With the subject of the Emir naturally came the subject of Pakistan. The Islamabad government had spent the past decade taking billions of dollars annually from the United States while simultaneously working at cross-purposes with American military and intelligence efforts, and the safe haven that western Pakistan had become had given much aidw and comfort to the organizations that committed terrorist atrocities around the world. Kealty’s plan to influence Pakistan to rehabilitate and provide real support for U.S. interests was, essentially, to double down. While he threatened to cut off aid to Islamabad unless the situation improved, covert funding and support for the ISI and PDF actually increased as the White House tried to buy off commanders and departments that held influence over strategy.
Ryan’s plan, like most of his ideas when compared to Kealty’s, stood in stark contrast. When asked by the AP reporter on the panel what he would do to the funding levels of the Pakistani intelligence and military services, he replied, succinctly, “Cut it. Cut it and use some of that money to support our great friends and allies in the region, India.”

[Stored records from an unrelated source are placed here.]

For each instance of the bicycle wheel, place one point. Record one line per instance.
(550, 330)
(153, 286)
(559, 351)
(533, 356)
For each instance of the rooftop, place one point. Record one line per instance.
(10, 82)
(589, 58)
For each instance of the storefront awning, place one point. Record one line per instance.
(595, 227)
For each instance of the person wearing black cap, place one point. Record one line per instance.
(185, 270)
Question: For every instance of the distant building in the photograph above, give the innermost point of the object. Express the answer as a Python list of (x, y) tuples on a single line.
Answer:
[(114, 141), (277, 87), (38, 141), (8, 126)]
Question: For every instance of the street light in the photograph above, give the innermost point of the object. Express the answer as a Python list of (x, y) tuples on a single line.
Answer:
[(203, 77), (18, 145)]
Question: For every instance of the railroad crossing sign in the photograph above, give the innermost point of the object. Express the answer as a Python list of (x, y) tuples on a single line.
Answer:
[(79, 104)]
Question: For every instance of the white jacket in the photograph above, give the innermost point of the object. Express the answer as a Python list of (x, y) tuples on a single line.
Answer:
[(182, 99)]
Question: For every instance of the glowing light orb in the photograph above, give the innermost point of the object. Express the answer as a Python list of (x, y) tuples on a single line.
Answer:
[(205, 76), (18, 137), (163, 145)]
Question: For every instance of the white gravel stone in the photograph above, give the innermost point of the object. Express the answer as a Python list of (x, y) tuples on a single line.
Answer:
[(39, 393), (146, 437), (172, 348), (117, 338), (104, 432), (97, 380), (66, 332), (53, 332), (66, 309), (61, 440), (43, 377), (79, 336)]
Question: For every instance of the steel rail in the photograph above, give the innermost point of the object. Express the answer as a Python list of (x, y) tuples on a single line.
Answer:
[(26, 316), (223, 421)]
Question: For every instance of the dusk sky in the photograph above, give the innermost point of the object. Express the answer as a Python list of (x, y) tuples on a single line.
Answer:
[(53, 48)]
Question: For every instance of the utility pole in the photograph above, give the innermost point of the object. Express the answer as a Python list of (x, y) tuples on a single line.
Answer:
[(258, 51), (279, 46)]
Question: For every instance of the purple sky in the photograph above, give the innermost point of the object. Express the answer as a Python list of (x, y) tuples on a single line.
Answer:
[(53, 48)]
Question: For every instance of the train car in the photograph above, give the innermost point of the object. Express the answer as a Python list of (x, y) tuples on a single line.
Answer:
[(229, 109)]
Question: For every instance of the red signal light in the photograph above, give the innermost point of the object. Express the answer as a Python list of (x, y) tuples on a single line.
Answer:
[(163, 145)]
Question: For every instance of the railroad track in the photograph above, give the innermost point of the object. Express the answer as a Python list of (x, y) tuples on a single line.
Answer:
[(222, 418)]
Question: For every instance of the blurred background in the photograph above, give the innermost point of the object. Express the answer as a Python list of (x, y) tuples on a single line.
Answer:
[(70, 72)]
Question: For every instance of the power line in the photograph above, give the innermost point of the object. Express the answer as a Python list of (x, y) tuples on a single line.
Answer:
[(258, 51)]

He’d been saying this on the campaign trail for some time, and he’d been taking a beating for it in the media. The American press spun his support for India over Pakistan as stirring up an old conflict by putting U.S. strength behind one power over another, despite Ryan’s retort that Pakistan supports terrorism against the United States while India does not.
“Of course we want to put our strength behind our friends and pull support for our enemies. Pakistan does not have to be our enemy,” he said into the cameras at the Pauley Pavilion, “but that has been their choice. When I return to Washington, I will turn off that spigot of support until Islamabad shows us that they can control their urges and combat Islamic terrorism in India and the West.”